Sr. Data Engineer AWS – MEXICO

LATAM

About Distillery

Distillery Tech Inc accelerates innovation through an unyielding approach to nearshore software development. The world’s most innovative technology teams choose Distillery to help accelerate strategic innovation, fill a pressing technology gap, and hit mission-critical deadlines. We support essential applications, mobile apps, websites, and eCommerce platforms through the placement of senior, strategic technical leaders and by deploying fully managed technology teams that work intimately alongside our client’s in-house development teams. At Distillery Tech Inc, we’re not here to reinvent nearshore software development, we’re on a mission to perfect it. Distillery Tech Inc is committed to diversity and inclusion. We actively seek to cultivate a workforce that reflects the rich tapestry of perspectives, backgrounds, and experiences present in our society. Our recruitment efforts are dedicated to promoting equal opportunities for all candidates, regardless of race, etc.


About the Position

As a Data Engineer, you will play a critical role in rebuilding a large-scale AWS-based data lake and analytics platform. This opportunity is exclusively for professionals located in Mexico. You will be responsible for re-implementing ingestion pipelines, EMR/Glue workflows, Redshift loading logic, and integrations with tools such as Databricks and SageMaker, using Terraform. Your work will ensure accuracy, integrity, and consistency across complex data workflows in a new AWS account.


Responsibilities:

● Rebuild and validate data ingestion pipelines using AWS services (Lambda, Kinesis Firehose, MSK, S3).
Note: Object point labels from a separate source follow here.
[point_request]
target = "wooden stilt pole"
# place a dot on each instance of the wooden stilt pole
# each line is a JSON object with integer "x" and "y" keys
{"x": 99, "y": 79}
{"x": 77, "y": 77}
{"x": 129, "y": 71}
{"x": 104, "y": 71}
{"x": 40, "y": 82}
● Migrate and reconfigure processing jobs in Glue, EMR, and Amazon MWAA (Airflow).

● Recreate and validate table definitions in Glue Data Catalog for downstream Athena queries.

● Develop and manage ingestion from third-party APIs (e.g., Revature, eCommerce Affiliates) via Lambda or Airflow DAGs.

● Partner with ML engineers to re-establish SageMaker and Personalize workflows.

● Collaborate with the DevOps team to ensure Terraform-managed infrastructure supports data pipeline requirements.

● Conduct thorough data validation across the migration process, ensuring object counts, schema consistency, and accurate source-to-target delivery.

● Maintain clear documentation of data flows, transformations, and analytics logic.


Technical Expertise:

● 5+ years of experience in data engineering or analytics engineering roles.

● Advanced AWS expertise: Lambda, Kinesis (Data Streams & Firehose), MSK, S3, Glue, Athena, EMR, Redshift.

● Experience with Airflow (self-hosted or MWAA).

● Proficiency in Python for ETL development and Lambda scripting.

● Strong knowledge of Glue Data Catalog schema design and partitioning strategies.

● Familiarity with common data formats and storage best practices (JSON, Parquet, AVRO).

● Experience integrating external APIs securely and managing authentication/secrets.


Preferred Skills:

● Exposure to Martech tools like Sailthru, Zephr, or Databricks.

● Knowledge of SageMaker pipelines, feature store, and endpoint deployments.

● Understanding of cross-account data ingestion within AWS.

● Hands-on experience using Terraform to provision data infrastructure.

● Knowledge of Redshift Spectrum and federated querying strategies.


Why You'll Like Working Here

● Collaborate with multi-national teams committed to our core values: Unyielding Commitment, Relentless Pursuit, Courageous Ambition, and Authentic Connection.

● Enjoy a competitive compensation package, generous vacation, and comprehensive benefits.

● Work remotely in a flexible, supportive environment.

● Access professional and personal development opportunities to advance your career.